The fact that Dad grew up behind the Great Miami River explains why he always seemed to enjoy being around water. As a young man, he was a caddy at Miami Shores Golf Course, which was just across the river from where he lived. Before I was born, he served in the United States Navy in the Vietnam War. Growing up, I remember a lot of the down time he had was spent near the water.
Lazy Summer evenings were often spent at his brother-in-law’s fishing pond near Covington or down at the river doing some fishing. Every spring, he took his annual pilgrimage to rural Alabama for his week-long fishing trip with his good friends. Of course, each trip sounded like a disaster; the boats would break down, the weather was too stormy or the fish were not biting. Even with all the mishaps, Dad would come back in a much better mood and he was always glad to see his family again.
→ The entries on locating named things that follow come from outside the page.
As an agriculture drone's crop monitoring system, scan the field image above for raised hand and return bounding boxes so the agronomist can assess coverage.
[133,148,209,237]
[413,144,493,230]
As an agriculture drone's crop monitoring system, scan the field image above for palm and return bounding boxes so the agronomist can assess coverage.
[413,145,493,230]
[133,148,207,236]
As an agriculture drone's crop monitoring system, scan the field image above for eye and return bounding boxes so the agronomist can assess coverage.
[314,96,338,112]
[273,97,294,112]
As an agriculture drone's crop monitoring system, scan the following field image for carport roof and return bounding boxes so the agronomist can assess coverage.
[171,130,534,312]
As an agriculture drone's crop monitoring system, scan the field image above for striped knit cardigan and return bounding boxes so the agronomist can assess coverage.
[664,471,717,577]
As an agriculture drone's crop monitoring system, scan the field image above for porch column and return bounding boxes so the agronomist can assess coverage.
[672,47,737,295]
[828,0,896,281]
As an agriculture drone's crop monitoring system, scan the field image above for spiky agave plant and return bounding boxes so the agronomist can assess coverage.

Perhaps, most importantly I remember my father taking me to my first city council meeting when I was in fifth grade. This was my first look at local government and I remember being completely amazed about the whole meeting. Towards the end of the meeting, my father stood in front of council and talked about the poor state of the river he loved so dear. Clearly what he lacked in eloquence, he more than made up for in passion. He remembered as a kid what a great place the Great Miami River was and wanted it returned to its glory. I honestly can’t remember if the city ever dredged the river, as my father had asked, but I remember that meeting helped open a door for my future profession.
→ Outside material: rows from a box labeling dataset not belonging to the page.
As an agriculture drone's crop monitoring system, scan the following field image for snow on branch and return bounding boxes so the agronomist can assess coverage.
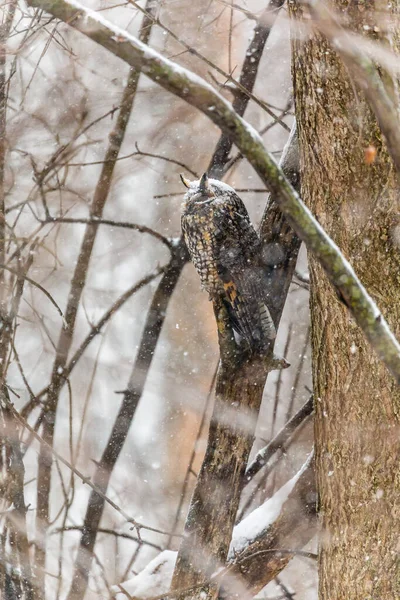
[28,0,400,383]
[111,453,315,600]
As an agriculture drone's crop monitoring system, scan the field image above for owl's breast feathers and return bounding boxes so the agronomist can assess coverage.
[182,176,275,348]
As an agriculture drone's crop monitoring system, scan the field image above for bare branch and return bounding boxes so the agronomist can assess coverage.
[245,396,314,483]
[41,216,172,250]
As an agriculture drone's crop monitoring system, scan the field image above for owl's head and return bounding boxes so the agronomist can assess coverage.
[180,173,236,205]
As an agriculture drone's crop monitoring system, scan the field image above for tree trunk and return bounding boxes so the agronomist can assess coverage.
[293,3,400,600]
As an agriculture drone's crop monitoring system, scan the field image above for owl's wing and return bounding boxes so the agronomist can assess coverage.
[214,206,276,348]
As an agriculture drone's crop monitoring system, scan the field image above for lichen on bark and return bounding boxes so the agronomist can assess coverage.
[293,3,400,600]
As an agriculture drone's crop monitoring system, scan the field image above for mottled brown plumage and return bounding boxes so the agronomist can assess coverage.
[181,174,275,349]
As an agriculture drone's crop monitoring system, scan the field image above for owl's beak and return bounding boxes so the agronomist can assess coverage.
[179,173,190,188]
[199,173,214,196]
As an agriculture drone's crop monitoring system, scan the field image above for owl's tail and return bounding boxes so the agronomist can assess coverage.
[224,274,276,350]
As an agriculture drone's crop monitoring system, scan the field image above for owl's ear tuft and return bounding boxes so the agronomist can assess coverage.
[199,173,210,194]
[179,173,190,189]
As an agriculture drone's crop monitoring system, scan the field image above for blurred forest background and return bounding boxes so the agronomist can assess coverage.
[0,0,317,600]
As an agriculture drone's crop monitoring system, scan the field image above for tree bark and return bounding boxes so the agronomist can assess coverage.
[293,2,400,600]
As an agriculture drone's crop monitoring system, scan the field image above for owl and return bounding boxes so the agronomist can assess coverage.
[181,173,276,351]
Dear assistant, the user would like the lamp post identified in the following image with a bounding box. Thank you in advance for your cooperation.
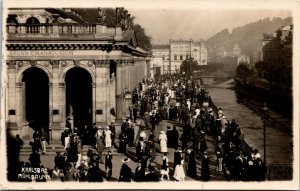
[262,103,269,169]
Another one of the great Lutz family traditions I remember as a kid was driving around townafter a heavy rain. Either for his own enjoyment, or for the enjoyment of me and younger brother, he would go out or drive through the large puddles that would be around Troy; West Main Street and South Market Street were always sights to see when the streets were flooded.
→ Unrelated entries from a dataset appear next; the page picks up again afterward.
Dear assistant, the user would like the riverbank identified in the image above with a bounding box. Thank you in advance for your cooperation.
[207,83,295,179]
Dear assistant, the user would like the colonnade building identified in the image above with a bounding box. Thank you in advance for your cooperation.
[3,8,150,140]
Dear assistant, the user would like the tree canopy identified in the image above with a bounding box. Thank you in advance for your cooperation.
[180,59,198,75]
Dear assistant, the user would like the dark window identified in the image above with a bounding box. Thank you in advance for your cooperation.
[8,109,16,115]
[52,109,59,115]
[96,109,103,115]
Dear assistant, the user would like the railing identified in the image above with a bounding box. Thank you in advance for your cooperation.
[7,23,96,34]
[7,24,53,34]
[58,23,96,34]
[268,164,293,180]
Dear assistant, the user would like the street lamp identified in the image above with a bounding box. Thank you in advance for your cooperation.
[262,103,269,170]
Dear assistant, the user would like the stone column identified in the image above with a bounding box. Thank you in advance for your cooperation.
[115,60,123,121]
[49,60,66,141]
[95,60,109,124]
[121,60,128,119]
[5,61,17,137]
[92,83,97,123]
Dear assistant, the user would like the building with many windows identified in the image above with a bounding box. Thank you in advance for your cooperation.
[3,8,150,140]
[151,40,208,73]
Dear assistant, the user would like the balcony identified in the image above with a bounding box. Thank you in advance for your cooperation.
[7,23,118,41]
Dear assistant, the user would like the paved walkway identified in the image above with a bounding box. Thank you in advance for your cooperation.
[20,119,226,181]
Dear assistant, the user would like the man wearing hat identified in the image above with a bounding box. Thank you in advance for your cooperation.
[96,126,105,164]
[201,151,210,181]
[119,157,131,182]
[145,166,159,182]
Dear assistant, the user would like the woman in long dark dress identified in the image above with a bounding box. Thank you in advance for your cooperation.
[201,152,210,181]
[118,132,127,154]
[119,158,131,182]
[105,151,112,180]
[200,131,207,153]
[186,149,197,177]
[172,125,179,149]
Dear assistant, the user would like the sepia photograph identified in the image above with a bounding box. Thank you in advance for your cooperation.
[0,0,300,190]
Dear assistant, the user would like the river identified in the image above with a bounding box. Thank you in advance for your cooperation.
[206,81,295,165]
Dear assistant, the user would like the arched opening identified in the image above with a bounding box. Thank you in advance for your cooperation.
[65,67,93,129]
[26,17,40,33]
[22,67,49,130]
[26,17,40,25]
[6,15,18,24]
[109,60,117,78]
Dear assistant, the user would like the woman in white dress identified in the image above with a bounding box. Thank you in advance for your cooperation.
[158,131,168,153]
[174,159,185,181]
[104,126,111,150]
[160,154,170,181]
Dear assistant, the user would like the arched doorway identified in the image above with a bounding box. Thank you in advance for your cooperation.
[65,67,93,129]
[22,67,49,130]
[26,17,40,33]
My father passed away last November. He had a myriad of health concerns and after a long hospital stay he left us behind. It was a sad time, but in many ways, those last few weeks I was able to spend with him in the hospital were as good as it gets. We watched football and old movies; he spent time talking about the past, I talked about the future. It was difficult knowing that he wasn’t going to be part of it, but I got the feeling that he knew his days were coming to an end and he was at peace with his fate.
So, when I went back to the Great Miami River and saw 17 feet of water, I had no choice to think about him and how he would have reacted to all the water in the river that meant so much to him. I am sure I would have told him that the river has never been so high; I am sure he would have told me that he remembers as a kid how the river was much higher. We would have had a fun little argument and finished by saying, “I love you.”